The breast cancer dataset

The breast cancer dataset is a dataset of several tumor examinations. The goal of this dataset was to use the characteristics of these tumors to identify if they were harmless or potentially cancerous. Just as a radiologist (?) would use his or her experience in identifying if these tumors are good or bad, the question of this dataset is: can a machine, with enough examples, do the same as well as or better than a radiologist can?

In this post, I will perform a procedure that will decrease our number of variables (this datasethas nine, which would be extremely difficult to visualize). And we will be using an algorithm called logistic regression.

Let’s begin:

suppressPackageStartupMessages({
library(tidyverse)
library(knitr)
library(stats)
library(modelr)
library(gganimate)
library(animation)})
# Load dataset, rename variables
read_csv("data/breastcancer.csv") %>%
# removing missing values
filter(X7 != "?") %>%
rename(code = X1,
c.thick = X2,
size = X3,
shape = X4,
adhes = X5,
sing.epith = X6,
bare = X7,
bland = X8,
norm = X9,
mitos = X10,
class = X11) %>%
mutate(
# change label to 0 or 1
class = recode(class, `2` = 0, `4` = 1),
bare = as.integer(bare),
class = as.integer(class)) %>%
# remove the id number
select(-code) -> breastcancer

Let’s take a look at what this dataset looks like:

breastcancer
## # A tibble: 683 x 10
## c.thick size shape adhes sing.epith bare bland norm mitos class
## <int> <int> <int> <int> <int> <int> <int> <int> <int> <int>
## 1 5 1 1 1 2 1 3 1 1 0
## 2 5 4 4 5 7 10 3 2 1 0
## 3 3 1 1 1 2 2 3 1 1 0
## 4 6 8 8 1 3 4 3 7 1 0
## 5 4 1 1 3 2 1 3 1 1 0
## 6 8 10 10 8 7 10 9 7 1 1
## 7 1 1 1 1 2 10 3 1 1 0
## 8 2 1 2 1 2 1 3 1 1 0
## 9 2 1 1 1 2 1 1 1 5 0
## 10 4 2 1 1 2 1 2 1 1 0
## # ... with 673 more rows

Our y variable (class) is represented by a 1 or 0 in this dataset. The rest of the variables represent different characteristics of the tumors in question. All of these features represent a ranking from 1 to 10 of the relative magnitudes (largenesses or smallnesses) of each variable. We have a few problems with this dataset:

  1. Since these measurements are not exactly direct measurements of the tumors, our data is strictly stuck between 1 or 10. This isn’t like ratio or interval data, this dataset behaves like ordinal data. What this means is that instead of having the data having an absolute zero (like height), or having it range freely from negative to positive values, or having decimal values, we’re stuck with positive integers {1, 2, 3, …, 10} and that’s it.
  2. We have nine variables here, which means that it might become harder to predict our class. Some variables will not help us in making these predictions, and so we might need to eliminate them.
  3. Having nine variables here makes it so much harder to visualize. We can’t do the Petal.length and Petal.width scatterplot graph I did in my previous post. And no, a boxplot visualization will not help, since as mentioned before, our dataset behaves ordinally.
  4. The variable bare has dirty data that needs cleaning. We already filtered that in the previous code. I feel like a whole other post should be dedicated to data cleaning.

Exploratory Data Analysis

Let’s take a look at what these variables look like. We can’t use a boxplot to show this, since this isn’t continuous, it might be wise to plot a bar graph with different facets for this visualization.

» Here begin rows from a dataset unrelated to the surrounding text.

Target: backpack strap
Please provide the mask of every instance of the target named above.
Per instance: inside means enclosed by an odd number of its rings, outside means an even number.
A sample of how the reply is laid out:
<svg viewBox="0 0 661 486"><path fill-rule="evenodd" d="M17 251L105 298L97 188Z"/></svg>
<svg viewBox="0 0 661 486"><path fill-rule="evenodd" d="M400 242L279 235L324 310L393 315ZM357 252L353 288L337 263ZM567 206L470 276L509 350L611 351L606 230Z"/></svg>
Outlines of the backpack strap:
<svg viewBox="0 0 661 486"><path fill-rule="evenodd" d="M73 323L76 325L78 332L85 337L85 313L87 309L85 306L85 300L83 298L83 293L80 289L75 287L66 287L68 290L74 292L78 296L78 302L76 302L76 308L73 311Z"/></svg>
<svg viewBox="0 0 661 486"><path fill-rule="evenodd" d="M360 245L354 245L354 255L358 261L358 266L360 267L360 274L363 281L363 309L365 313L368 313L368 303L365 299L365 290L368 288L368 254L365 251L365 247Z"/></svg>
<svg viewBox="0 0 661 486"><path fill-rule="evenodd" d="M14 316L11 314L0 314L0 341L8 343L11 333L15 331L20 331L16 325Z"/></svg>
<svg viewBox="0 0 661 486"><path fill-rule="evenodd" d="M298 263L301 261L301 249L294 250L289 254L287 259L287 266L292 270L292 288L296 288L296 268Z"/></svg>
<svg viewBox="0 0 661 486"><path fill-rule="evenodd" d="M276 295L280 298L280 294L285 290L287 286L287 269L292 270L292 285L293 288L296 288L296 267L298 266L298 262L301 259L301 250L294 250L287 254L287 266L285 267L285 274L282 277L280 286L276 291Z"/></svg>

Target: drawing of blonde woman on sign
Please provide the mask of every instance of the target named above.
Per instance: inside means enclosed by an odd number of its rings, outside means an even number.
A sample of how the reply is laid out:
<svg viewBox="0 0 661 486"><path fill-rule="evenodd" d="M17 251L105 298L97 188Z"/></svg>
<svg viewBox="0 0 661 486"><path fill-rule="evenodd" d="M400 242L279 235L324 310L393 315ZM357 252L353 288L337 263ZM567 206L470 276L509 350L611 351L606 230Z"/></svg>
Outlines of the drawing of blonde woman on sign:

Let’s see what that looks like for each class:

gather(breastcancer, key, value, -class) %>% 
mutate(class = recode(class,
`1` = 'Malignant',
`0` = 'Benign') %>% as.character()) %>%
ggplot(aes(x = value)) +
geom_bar(aes(fill = class)) +
facet_wrap(~ key, nrow = 3, ncol = 3)

Before we take a step further, we have to make clear what we want in this visualization. Personally, from here, I want to find a way to decrease the number of variables we can work with so we can visualize their relationship in easy charts. Decreasing the number of variables (or dimensionality reduction) is normally done with more variables than now, but it would be wise for the reader to know that this exists.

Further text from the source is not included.